Veränderungswütiges Berlin: Laaaaangsamer!

Gaslaternen, Theater, Traditionscafés: Was in Berlin Geschichte atmet, verschwindet heute oft allzu schnell. Das mag im Einzelnen ökonomischen Zwängen geschuldet sein. Insgesamt zeugt es von einer grundnervösen Geisteshaltung, die einer Metropole unwürdig ist.

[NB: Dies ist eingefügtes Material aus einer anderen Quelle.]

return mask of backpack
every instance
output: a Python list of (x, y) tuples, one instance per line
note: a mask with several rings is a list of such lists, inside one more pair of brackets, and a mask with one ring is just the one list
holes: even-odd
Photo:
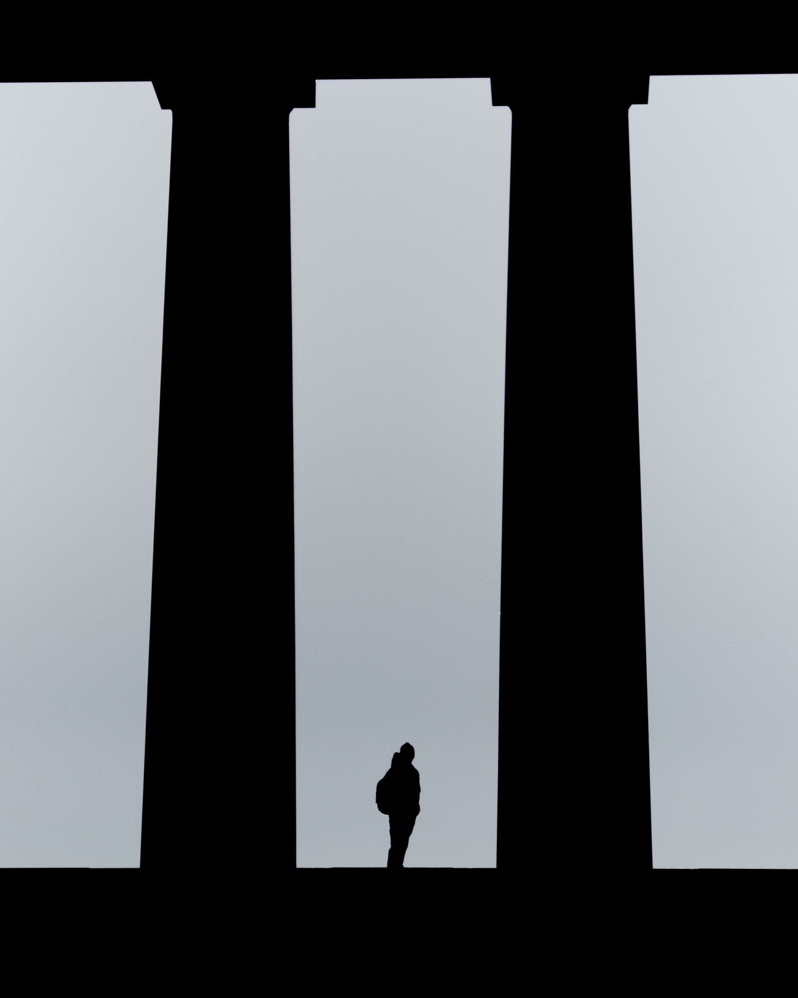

W as habe ich mich gefreut, als es am Potsdamer Platz wieder ein Café Möhring gab. Der Traditionsname war ja völlig aus dem Stadtbild verschwunden, die Filialen am Kurfürstendamm, am Schloss Charlottenburg, am Gendarmenmarkt – alle weg. Jetzt plötzlich, ausgerechnet in diesem an vielen Stellen so kalt und künstlich wirkenden Viertel: ein Lichtblick. Angenehme Kaffeehausatmosphäre, klassisches Interieur, zurückhaltend ausgeleuchtet, leises Murmeln, entspannt und uneitel, nicht mit der Brechstange gewollt, die Preise auch in Ordnung. Eine Möglichkeit zum Innehalten. Und endlich ein richtiges Café in Philharmonie-Nähe, ein Basislager für Klassikfans, für angeregte Unterhaltungen und einen Imbiss vor dem Konzertbeginn. Die Stadt kann sich doch selbst heilen von ihrer übertriebenen Hektik, dachte ich.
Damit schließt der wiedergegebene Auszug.